Re: Faster Migrations! But at what cost?

2019-05-20 Thread Raphael Gaschignard

Hi Markus, Simon,

 Both of you, thank you for the detailed replies and status report on 
this sort of stuff.



Did you look into squashing these 500 migrations by any chance?


Yeah so I'll go in and squash things, though (partly because effective 
squashing requires moving models around, though we're still at Django 
1.11 so it might become easier, partly because of cross-app references) 
it's a decent amount of work.


I do like the idea of reusing a "effectively production DB" for things, 
not least because it's actually acurate.


OK so the Operation API is effectively documented. I am tempted to try 
modifying the `database_forwards` and `database_backwards` to not 
require `from_state` (probably through adding a hook that gets called 
_before_ `state_forwards` to allow capturing the small details of the 
old state). It might actually be possible to make this backwards 
compatible by porting Django migrations to use an `apps`-free workflow, 
but falling back to the old "re-render the universe" mechanism for 
operations that don't apply it.


This is very "that xkcd comic about time spent versus time saved"

> will cause trouble with RunSQL and other operations that use related 
field or model attributes


So one thing I felt like was an invariant in this code was that field 
sharing was expected? From the docstring of ModelState:


    Note that while you are allowed to mutate .fields, you are not allowed
    to mutate the Field instances inside there themselves - you must 
instead

    assign new ones, as these are not detached during a clone.

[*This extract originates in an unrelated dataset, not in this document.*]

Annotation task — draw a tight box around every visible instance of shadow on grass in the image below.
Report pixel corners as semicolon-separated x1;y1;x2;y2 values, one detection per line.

Also maybe you meant to refer to RunPython instead of RunSQL. But I get 
your point in general here. Related models can be a problem


One throwaway idea would be to not allow related model/related field 
access in these models? There's already a lot of documentation related 
to not allowing general model methods (effectively establishing that 
"migration models are _not_ normal models"), so there's a bit of 
precedent. But beyond the general backwards incompatability, it might 
not actually even be obvious how one would implement this. And you kinda 
need this info for foreign keys and the like anyways.



Working directly off of `ModelState` is interesting, and I think there 
might be a backwards-compatible way forward there, where we still allow 
for rendering on certain operations but hold off on it on the basic 
ones. Even in our large project, most of our migration operatiosn are 
dirt-simple, so if the core django migrations could work off of 
`ModelState` then we could get a fast path through there.


Thanks for your input, both of you. I have a couple ideas now that I'm 
pretty tempted to try out, mainly around the "fast path and slow path" 
strategies that should offer backwards compatibility.


 Raphael

Markus Holtermann wrote on 2019/05/21 2:26:

Thanks Raphael for bringing this topic up and Simon for your input already.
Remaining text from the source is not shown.